What does this tell us? Do not adjust your TV sets. It's business as usual -- at least for the last week in September.

Over the last several months, TV news networks have struggled to figure out what the ongoing big financial news story means to consumers . Will it be tougher for small businesses to get short-term credit? Is unemployment rising?  Are there more business failures? How safe is your IRA?

If consumers can't make heads or tails of the financial crisis, perhaps they'll gain assurance from the type of TV advertising that's running.
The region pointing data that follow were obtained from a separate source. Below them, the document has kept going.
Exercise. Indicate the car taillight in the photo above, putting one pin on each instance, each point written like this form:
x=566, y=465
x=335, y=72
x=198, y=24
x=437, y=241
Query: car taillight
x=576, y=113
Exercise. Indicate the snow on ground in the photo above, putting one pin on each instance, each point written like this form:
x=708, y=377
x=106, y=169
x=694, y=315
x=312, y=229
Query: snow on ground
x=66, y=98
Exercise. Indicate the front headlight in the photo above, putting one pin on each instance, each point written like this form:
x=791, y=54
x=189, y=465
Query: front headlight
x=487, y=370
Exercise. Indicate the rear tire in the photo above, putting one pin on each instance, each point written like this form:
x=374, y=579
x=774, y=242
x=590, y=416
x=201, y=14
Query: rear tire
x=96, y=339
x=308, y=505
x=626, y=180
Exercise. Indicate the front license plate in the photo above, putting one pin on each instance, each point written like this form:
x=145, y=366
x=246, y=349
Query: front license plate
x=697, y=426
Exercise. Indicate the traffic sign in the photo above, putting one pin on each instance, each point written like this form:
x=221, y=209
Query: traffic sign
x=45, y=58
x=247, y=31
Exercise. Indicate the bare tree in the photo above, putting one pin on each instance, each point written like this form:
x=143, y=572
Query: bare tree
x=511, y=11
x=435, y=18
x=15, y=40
If they notice business is still working as usual -- companies targeting them and asking for their money -- that's a good sign, isn't it?

One day doesn't make that much difference, but there might be changes down the road.

Media executives will say you don't need to see a TV network's or program's ratings to gauge its health; just watch the quality of its advertisers.  If, in the next few months, you see a bunch of direct-response advertisers running in prime time for major shows like CBS' "CSI," NBC's "Heroes," Fox's "House" or ABC's "Grey's Anatomy,"  that'll tell a different story.

Last week senior executives at major media companies told investors about some advertising problems with local TV stations -- but not with national TV venues. Maybe this is the tip of the iceberg.

Financial news networks don't need to heighten the drama of their news programming. It's all there in the market's numbers.  Later on, the angst may show up in commercial breaks.